The only part of the equation we need to solve for is time (t):
To figure out the difference in time that force is being applied to the bolt assembly between the two configurations is a mater of determining the velocity and rate of acceleration of the bullet starting at the point where the shortened barrel terminates and ending at the point that standard length barrel terminates this product is the amount of time it takes the bullet to travel the difference in barrel length. This could potentially lead to a bit of math so lets take a shortcut, I have looked at a few test charts and it appears that a 4" difference in the barrel at these lengths only amounts to a about a 5% difference in terminal velocity. Where terminal velocity is only reached literally at the point that the barrel terminates and takes the entire 4" to accelerate to that point (this amounts to a negligible difference as it is within "commercial accuracy" and there is greater variation in the different ammunition the rifle is designed to fire)
What this means to us is that you can simply divide the length of the barrel that extends beyond the gas port on the shorter of the two, by the same measurement on the standard barrel (which is 4" longer) the product of this equation is the difference in the value of (t)
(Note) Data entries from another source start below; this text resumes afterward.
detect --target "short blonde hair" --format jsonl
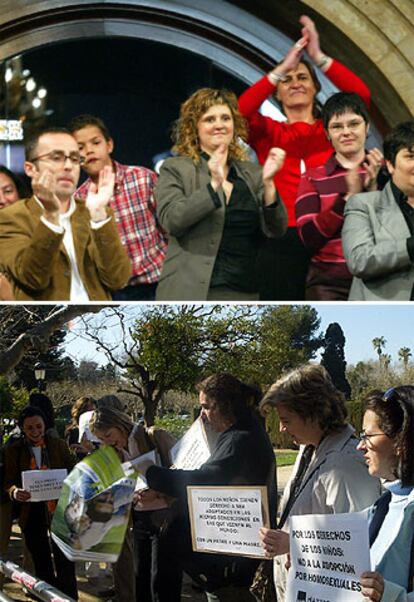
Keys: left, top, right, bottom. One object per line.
{"left": 260, "top": 364, "right": 347, "bottom": 434}
{"left": 172, "top": 88, "right": 249, "bottom": 164}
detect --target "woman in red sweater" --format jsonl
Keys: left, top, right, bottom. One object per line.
{"left": 238, "top": 15, "right": 371, "bottom": 300}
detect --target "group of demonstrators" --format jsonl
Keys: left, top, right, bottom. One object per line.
{"left": 0, "top": 15, "right": 413, "bottom": 301}
{"left": 1, "top": 368, "right": 414, "bottom": 602}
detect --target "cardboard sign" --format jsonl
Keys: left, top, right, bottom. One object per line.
{"left": 187, "top": 486, "right": 269, "bottom": 559}
{"left": 286, "top": 511, "right": 371, "bottom": 602}
{"left": 170, "top": 417, "right": 211, "bottom": 470}
{"left": 22, "top": 469, "right": 68, "bottom": 501}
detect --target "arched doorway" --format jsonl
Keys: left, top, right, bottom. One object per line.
{"left": 1, "top": 0, "right": 382, "bottom": 171}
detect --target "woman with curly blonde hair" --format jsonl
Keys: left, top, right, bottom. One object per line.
{"left": 155, "top": 87, "right": 288, "bottom": 301}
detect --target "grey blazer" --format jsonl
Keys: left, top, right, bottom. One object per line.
{"left": 342, "top": 182, "right": 414, "bottom": 300}
{"left": 155, "top": 155, "right": 287, "bottom": 301}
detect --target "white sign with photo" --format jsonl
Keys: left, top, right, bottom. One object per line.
{"left": 187, "top": 486, "right": 269, "bottom": 559}
{"left": 286, "top": 511, "right": 371, "bottom": 602}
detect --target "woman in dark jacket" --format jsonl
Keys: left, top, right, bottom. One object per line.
{"left": 3, "top": 405, "right": 77, "bottom": 599}
{"left": 138, "top": 373, "right": 278, "bottom": 602}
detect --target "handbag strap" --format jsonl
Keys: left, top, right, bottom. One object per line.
{"left": 278, "top": 445, "right": 315, "bottom": 529}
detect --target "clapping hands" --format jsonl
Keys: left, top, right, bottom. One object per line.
{"left": 32, "top": 169, "right": 60, "bottom": 222}
{"left": 86, "top": 165, "right": 115, "bottom": 221}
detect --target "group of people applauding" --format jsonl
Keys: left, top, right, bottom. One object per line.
{"left": 0, "top": 15, "right": 413, "bottom": 301}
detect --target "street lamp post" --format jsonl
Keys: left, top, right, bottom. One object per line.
{"left": 34, "top": 361, "right": 46, "bottom": 391}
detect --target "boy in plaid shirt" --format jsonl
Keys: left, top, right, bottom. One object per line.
{"left": 68, "top": 115, "right": 167, "bottom": 300}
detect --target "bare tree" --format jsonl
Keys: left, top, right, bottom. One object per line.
{"left": 0, "top": 305, "right": 107, "bottom": 376}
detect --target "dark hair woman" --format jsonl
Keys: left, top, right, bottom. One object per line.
{"left": 3, "top": 406, "right": 77, "bottom": 598}
{"left": 357, "top": 386, "right": 414, "bottom": 601}
{"left": 137, "top": 373, "right": 277, "bottom": 602}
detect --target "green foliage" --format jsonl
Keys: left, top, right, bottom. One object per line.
{"left": 0, "top": 376, "right": 29, "bottom": 438}
{"left": 276, "top": 451, "right": 298, "bottom": 467}
{"left": 321, "top": 322, "right": 351, "bottom": 399}
{"left": 346, "top": 397, "right": 364, "bottom": 434}
{"left": 154, "top": 414, "right": 193, "bottom": 440}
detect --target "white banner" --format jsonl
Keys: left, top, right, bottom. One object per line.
{"left": 187, "top": 486, "right": 269, "bottom": 559}
{"left": 286, "top": 511, "right": 371, "bottom": 602}
{"left": 170, "top": 417, "right": 211, "bottom": 470}
{"left": 22, "top": 469, "right": 68, "bottom": 501}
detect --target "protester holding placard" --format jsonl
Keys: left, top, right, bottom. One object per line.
{"left": 259, "top": 364, "right": 380, "bottom": 601}
{"left": 357, "top": 386, "right": 414, "bottom": 602}
{"left": 138, "top": 373, "right": 278, "bottom": 602}
{"left": 65, "top": 396, "right": 97, "bottom": 460}
{"left": 3, "top": 405, "right": 78, "bottom": 599}
{"left": 90, "top": 405, "right": 175, "bottom": 602}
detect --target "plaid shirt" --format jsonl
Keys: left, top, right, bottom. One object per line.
{"left": 77, "top": 161, "right": 167, "bottom": 284}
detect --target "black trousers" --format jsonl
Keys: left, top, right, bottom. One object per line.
{"left": 258, "top": 227, "right": 310, "bottom": 301}
{"left": 22, "top": 503, "right": 78, "bottom": 600}
{"left": 134, "top": 511, "right": 161, "bottom": 602}
{"left": 153, "top": 515, "right": 258, "bottom": 602}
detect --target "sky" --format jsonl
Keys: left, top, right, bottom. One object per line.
{"left": 62, "top": 303, "right": 414, "bottom": 369}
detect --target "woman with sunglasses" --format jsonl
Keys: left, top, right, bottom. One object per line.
{"left": 358, "top": 386, "right": 414, "bottom": 602}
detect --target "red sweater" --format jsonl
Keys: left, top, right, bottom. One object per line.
{"left": 238, "top": 60, "right": 371, "bottom": 226}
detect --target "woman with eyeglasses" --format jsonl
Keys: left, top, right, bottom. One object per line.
{"left": 357, "top": 386, "right": 414, "bottom": 602}
{"left": 258, "top": 364, "right": 380, "bottom": 602}
{"left": 238, "top": 15, "right": 371, "bottom": 301}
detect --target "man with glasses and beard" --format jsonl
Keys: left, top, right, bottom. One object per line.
{"left": 0, "top": 127, "right": 131, "bottom": 301}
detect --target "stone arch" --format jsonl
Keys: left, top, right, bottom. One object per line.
{"left": 1, "top": 0, "right": 409, "bottom": 137}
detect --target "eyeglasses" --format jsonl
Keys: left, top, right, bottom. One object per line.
{"left": 358, "top": 431, "right": 385, "bottom": 443}
{"left": 328, "top": 120, "right": 365, "bottom": 134}
{"left": 30, "top": 150, "right": 84, "bottom": 166}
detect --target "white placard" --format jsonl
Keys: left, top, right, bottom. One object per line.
{"left": 170, "top": 417, "right": 211, "bottom": 469}
{"left": 78, "top": 410, "right": 100, "bottom": 443}
{"left": 187, "top": 486, "right": 269, "bottom": 559}
{"left": 286, "top": 511, "right": 371, "bottom": 602}
{"left": 22, "top": 469, "right": 68, "bottom": 501}
{"left": 122, "top": 450, "right": 168, "bottom": 512}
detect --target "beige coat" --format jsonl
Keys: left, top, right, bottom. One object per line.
{"left": 274, "top": 425, "right": 381, "bottom": 601}
{"left": 0, "top": 197, "right": 131, "bottom": 301}
{"left": 155, "top": 155, "right": 287, "bottom": 300}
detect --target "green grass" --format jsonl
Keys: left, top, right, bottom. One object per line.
{"left": 275, "top": 450, "right": 298, "bottom": 466}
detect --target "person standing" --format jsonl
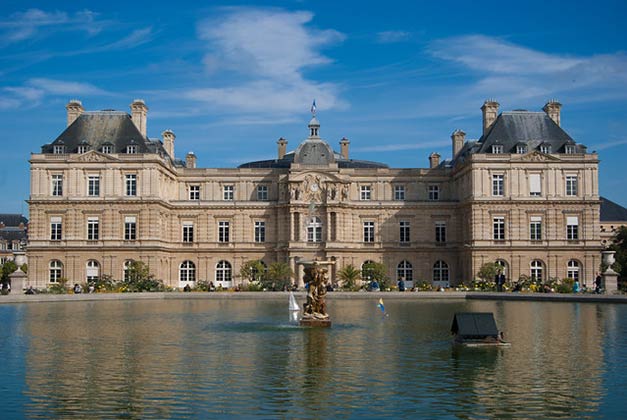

By decreasing the value of (t) as it applies to the difference between the shorter and longer barrel configurations we can solve the new value of (m) while retaining the constant value for (f).
Now we know how much we need to increase the value of (m) to apply the proper (f) to cycle the bolt assembly in the (t) we have available.
We could discuss port dynamics at this point, however it once again could lead to a bit of math and unless I am mistaken the variation we would find would also fall within "commercial accuracy" best of all this variation acts opposite the the one we allowed in figuring (t) (meaning they actually work together to help cancel each other out, making the end product of the two estimates more accurate not less)
Because the pressure inside the barrel at the gas port is unchanged we simply increase the aria of the port opening relative to the difference in the value of (m) between to two configurations (which is directly proportionate to the change in the value of (t))
Important note:
We are changing the value in the aria of the opening. (though this will obviously reflect as a change in diameter "aria" and "diameter" are not interchangeable in this equation) so we will have to do some math: πR² to find the aria of the opening biased on its diameter.
I ordered the barrel today so I don't currently have the diameter of the gas port handy, but once I do I will use it to illustrate the equation including the aria translation of the factory port diameter, the total aria after the required increase, and its conversion back into the new diameter.
I am going to conclude with the statement that this (in theory) should be fairly accurate however I still plan to start with a port diameter smaller than that provided by this equation, for the simple reason that if the theory or equation are flawed and you end up with too large a port you can't just make it smaller...